Wednesday, January 25, 2006

Job - The Introduction Part II

Then there are Job's friends. The moment we find ourselves in trouble of any kind people start showing up telling us exactly what is wrong with us and what we must do to get better. At first we are impressed that they bother with us and amazed at their facility with answers. They know so much! These people use the Word of God frequently and loosely. They are full of spiritual diagnosis and prescriptions. It all sounds so hopeful. But then we begin to wonder, "Why is it that for all their apparent compassion we feel worse instead of better after they've said their piece?"

The book of Job is also our primary biblical protest against religion that has been reduced to explanations or "answers" [Boy, do I like that statement!]. Many of the answers that Job's so-called friends give him are technically true. But is it the "technical" part that ruins them. They are answers without personal relationships, intellect without intimacy. The answers are slapped onto Job's ravaged life like labels on a specimen bottle.

In every generation there are men and women who pretend to be able to instruct us in a way of life that uarantees that we will be "healthy, wealthy, and wise." According to the propaganda of these people, anyone who lives intelligently and morally is exempt from suffering.


On behalf of all of us who have been misled by the platitudes of the nice people who show up to tell us everything is going to be just all right if we simply think such-and-such and do such-and-such, Job issues an anguished rejoinder. He rejects the kind of advice and teaching that has God all figured out, that provides glib explanations for every circumstance [I like that, too!]. Job's honest defiance continues to be the best defense against the cliche's of positive thinkers and the prattle of religious small talk.

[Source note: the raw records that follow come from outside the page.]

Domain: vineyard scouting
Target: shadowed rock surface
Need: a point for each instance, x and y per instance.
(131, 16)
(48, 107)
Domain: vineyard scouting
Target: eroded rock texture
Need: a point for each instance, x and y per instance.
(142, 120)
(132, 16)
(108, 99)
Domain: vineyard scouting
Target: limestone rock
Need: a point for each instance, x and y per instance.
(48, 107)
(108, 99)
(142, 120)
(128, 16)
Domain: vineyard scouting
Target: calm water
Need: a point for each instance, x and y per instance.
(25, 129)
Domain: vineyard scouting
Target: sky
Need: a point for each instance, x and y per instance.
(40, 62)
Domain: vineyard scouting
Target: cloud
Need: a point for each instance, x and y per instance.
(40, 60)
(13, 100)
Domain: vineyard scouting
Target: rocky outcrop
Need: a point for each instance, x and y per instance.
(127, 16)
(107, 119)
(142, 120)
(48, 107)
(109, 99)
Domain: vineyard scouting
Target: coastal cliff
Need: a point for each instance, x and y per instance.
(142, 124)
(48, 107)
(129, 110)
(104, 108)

The honest, innocent Job is placed in a setting of immense suffering and then surrounded by the conventional religious wisdom of the day in the form of speaches by his friends. The counselors methodically and pedanticaly recite thier bookish precepts to Job. At first Job rages in pain and roars out his protests, but he then becomes silent in awestruck faith before God, who speaks from out of a storm of Deity. Real faith cannot be reduced to spiritual bromides and merchandised in success sotries. It is refined in the fires and storms of pain
[Darn Tootin!].

There is content to biblical religion. It is the secularization of answers that is rejected-answers severed from their Source, the living God, the Word that both batters us and heals us. We cannot have truth about God divorced from the mind and heart of God.

[More to come!]

2 Comments:

Anonymous Anonymous said...

this was so awesome... I must applaud!! *applauding* Thank You

"answers without personal relationships, intellect without intimacy" mmmmmhhmmmmm

I just read Job last weekend... I kinda felt led to because of what I've witnessed lately... you say it so well

7:30 PM  
Blogger Lady Constance said...

How I wish I could take credit for these words, because they speak my heart so well. Apparently, they speak yours, too. This comes as no surprise to me.

However this entry, like the first part, is an excerpt of the introduction to the book of Job as written in The Message. There is still at least one more entry to post.

I am posting this because it is the best expression of the way I feel about suffering and the way mankind deals with it. My own thoughts on Job are forthcoming, but not until the introduction excerpts are completed.